Westwood said he was unaware of his potential history-making back-nine until he was tallying up his score with Burns after the round and saw the “29” flashed on the board. He didn’t know the magnitude of his burned edge at 18, and, for that matter, he wasn’t miffed that he was denied a spot to stand alone Open history.
“No. I’m not that bothered. I’d have taken 29 on the back nine stood on the 10th tee,” Westwood said with the smile of a man in complete control of his golf ball for the last three hours of Saturday’s round.
“I knew I was playing well. I sort of had it on a string and was hitting it in all the right spots. It’s nice to play golf like that when you’re not thinking.”
Westwood turned a potential trainwreck Saturday into one for the Open record books. That sparkling 29 will have him enter Sunday’s final round one shot back of ninth place and four shots back of fourth. A top-10 finish will guarantee Westwood a trip back to the Open next year at Royal Birkdale, which he counts among his favorite courses in the world. A top-four finish would get him a ticket into all four majors in 2026.
But none of that will be on Westwood’s mind on Sunday along the coast of Northern Ireland.
Westwood isn’t thinking about what’s next — the future hasn’t crossed his mind since he medaled at the Dundonald Links qualifying site to get into Royal Portrush. Westwood is merely basking in the glow of the Open Championship, a warmth that can’t be duplicated and one he hopes to feel again.
Sunday for Westwood will be about living in the moment. He won’t step on the tee envisioning a day where he goes crazy low and steals the title from a stumbling Scottie Scheffler. He won’t fret a poor chip or missed putt that causes him to fall short of 2026 major trips.
“I’ve set no goals for this week at all whatsoever,” Westwood said.
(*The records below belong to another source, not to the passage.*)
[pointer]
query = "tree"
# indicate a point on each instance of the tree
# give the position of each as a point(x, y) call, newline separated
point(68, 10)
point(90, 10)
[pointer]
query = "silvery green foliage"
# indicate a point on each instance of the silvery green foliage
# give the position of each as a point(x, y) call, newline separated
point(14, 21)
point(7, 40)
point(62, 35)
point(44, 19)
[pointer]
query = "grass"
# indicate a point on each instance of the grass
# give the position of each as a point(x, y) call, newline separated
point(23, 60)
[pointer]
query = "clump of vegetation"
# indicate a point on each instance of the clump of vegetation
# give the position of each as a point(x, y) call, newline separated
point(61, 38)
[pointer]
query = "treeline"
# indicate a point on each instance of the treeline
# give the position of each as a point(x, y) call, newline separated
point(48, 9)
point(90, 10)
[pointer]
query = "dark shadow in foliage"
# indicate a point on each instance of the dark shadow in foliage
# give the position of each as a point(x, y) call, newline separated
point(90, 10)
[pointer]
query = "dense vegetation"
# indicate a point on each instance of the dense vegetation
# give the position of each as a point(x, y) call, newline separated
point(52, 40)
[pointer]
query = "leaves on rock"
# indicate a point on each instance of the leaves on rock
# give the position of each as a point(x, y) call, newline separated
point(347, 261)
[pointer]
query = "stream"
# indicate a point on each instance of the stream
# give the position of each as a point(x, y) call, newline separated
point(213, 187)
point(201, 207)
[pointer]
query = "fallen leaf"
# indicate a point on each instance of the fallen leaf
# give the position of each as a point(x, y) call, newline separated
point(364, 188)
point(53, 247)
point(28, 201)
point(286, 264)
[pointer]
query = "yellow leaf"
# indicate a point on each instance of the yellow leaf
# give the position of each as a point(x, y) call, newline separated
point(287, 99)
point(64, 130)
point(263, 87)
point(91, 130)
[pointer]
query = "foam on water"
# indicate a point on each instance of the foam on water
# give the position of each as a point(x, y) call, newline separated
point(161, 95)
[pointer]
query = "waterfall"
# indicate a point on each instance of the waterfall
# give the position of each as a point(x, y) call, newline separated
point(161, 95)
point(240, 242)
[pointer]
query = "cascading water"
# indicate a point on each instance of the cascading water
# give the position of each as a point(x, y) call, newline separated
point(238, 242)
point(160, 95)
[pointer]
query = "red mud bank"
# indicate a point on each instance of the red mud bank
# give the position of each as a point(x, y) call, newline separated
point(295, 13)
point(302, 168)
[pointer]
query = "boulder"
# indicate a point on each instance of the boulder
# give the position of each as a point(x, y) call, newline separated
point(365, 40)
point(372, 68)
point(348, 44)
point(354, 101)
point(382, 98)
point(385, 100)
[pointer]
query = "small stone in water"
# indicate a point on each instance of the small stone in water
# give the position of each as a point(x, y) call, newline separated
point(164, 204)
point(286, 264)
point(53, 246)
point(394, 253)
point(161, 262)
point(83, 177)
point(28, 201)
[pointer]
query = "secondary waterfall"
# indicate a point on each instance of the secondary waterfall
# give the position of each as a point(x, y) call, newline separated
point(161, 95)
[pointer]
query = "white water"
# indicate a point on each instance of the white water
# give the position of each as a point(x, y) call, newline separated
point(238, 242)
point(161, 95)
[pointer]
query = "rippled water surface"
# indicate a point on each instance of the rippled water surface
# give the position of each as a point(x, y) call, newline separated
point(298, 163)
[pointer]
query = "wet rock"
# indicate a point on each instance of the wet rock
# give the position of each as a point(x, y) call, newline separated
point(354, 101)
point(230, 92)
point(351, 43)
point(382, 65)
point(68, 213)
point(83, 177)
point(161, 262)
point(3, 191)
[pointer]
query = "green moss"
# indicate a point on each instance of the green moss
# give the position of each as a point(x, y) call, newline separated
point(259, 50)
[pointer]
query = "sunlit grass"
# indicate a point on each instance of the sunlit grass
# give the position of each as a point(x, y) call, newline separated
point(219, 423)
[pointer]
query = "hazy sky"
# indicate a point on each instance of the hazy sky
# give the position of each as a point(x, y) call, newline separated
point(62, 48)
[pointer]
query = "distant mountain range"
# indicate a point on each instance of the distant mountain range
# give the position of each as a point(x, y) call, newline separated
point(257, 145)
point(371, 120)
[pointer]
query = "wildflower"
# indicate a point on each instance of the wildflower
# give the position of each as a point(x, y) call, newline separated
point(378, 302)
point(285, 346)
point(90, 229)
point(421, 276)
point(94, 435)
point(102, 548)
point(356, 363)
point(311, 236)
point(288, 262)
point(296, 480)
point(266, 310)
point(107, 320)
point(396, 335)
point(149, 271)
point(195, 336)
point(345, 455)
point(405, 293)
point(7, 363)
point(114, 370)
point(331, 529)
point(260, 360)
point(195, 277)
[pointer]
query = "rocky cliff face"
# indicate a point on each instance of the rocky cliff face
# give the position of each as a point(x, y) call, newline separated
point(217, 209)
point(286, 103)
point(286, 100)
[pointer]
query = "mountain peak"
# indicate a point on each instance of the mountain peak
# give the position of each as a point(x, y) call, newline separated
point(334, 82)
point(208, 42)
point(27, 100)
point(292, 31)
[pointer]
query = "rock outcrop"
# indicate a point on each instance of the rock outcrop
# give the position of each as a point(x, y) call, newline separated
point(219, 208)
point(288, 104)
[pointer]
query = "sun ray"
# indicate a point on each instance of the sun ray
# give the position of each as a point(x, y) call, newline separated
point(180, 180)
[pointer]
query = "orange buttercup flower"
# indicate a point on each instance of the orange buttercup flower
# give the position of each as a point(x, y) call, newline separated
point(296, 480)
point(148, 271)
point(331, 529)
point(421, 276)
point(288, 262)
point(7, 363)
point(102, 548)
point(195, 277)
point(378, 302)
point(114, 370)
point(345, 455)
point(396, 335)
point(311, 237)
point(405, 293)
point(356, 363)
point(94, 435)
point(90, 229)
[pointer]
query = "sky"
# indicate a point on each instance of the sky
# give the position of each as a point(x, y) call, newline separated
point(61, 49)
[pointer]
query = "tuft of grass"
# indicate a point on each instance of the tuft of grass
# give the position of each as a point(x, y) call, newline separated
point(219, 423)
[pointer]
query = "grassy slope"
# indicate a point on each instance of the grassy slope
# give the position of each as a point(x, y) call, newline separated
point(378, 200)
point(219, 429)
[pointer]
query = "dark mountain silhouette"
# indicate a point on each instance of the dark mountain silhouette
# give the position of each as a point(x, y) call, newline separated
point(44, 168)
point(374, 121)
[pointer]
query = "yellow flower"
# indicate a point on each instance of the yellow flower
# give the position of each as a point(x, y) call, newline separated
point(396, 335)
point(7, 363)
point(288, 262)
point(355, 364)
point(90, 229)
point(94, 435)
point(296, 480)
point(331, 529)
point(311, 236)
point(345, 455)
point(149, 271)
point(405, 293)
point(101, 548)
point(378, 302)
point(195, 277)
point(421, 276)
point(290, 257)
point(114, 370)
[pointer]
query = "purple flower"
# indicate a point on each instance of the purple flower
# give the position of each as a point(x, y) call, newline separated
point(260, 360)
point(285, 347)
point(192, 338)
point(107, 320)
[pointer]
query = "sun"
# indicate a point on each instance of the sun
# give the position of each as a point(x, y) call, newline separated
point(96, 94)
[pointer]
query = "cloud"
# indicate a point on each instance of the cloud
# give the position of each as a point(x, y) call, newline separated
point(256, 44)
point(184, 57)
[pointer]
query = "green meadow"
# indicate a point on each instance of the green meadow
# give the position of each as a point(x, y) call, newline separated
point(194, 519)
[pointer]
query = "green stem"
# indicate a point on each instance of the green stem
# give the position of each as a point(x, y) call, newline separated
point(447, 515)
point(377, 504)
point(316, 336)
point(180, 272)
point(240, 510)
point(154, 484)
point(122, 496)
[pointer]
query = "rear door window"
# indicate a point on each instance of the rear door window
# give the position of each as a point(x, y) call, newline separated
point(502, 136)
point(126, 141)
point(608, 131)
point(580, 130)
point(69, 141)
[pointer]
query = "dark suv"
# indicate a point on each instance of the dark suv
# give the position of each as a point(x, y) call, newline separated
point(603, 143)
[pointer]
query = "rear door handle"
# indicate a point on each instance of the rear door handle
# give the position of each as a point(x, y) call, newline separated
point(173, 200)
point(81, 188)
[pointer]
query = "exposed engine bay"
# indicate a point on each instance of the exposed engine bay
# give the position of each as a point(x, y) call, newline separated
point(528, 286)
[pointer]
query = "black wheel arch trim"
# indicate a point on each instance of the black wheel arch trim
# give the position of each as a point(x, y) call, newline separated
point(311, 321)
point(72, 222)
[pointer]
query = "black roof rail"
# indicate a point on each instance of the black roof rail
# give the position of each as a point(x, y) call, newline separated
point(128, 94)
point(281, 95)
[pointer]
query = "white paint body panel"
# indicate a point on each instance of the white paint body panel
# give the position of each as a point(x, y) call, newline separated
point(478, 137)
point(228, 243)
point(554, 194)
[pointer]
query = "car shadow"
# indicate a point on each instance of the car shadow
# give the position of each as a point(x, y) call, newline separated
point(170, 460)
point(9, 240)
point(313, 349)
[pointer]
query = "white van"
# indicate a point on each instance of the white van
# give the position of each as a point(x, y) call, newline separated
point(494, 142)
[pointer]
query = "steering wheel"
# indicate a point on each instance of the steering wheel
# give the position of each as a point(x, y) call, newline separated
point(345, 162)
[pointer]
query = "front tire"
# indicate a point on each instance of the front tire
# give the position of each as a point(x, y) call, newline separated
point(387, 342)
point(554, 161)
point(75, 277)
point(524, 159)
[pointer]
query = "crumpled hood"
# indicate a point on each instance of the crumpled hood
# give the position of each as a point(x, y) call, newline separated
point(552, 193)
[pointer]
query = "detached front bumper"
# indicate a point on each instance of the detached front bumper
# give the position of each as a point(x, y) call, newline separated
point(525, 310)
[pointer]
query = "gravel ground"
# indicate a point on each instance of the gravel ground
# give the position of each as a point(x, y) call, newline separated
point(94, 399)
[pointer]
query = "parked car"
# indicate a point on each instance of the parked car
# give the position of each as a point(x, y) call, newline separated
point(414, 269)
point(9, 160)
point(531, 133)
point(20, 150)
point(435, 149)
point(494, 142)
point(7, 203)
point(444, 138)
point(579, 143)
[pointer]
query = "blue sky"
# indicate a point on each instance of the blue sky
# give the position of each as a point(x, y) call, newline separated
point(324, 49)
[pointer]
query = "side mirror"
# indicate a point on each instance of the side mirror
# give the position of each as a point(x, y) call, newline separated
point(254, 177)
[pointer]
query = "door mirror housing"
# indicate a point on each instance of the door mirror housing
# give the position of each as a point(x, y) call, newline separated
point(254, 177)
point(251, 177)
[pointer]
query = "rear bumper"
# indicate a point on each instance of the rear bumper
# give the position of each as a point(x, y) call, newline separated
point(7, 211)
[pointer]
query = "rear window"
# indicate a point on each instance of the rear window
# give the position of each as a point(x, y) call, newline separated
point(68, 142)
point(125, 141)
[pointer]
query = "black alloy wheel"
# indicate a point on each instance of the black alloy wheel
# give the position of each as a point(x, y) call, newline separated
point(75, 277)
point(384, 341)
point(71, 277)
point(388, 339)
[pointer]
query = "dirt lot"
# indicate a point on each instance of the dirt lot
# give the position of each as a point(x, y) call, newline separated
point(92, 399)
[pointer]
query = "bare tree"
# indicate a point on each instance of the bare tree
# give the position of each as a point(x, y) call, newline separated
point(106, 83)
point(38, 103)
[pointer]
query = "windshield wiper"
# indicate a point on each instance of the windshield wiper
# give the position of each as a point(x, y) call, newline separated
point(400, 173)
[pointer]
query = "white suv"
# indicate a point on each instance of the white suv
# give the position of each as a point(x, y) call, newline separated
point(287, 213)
Westwood, one of golf’s aging lions, will take another loop around the Open Championship on Sunday and think not about a potential 91st career major start at Birkdale next year, but about the golf bliss that is delivered only four days a year.
“I was just saying it’s the best walk in golf, the walk to the 18th green at the Open,” Westwood said.
It’s a stroll he’ll get to make at least one more time.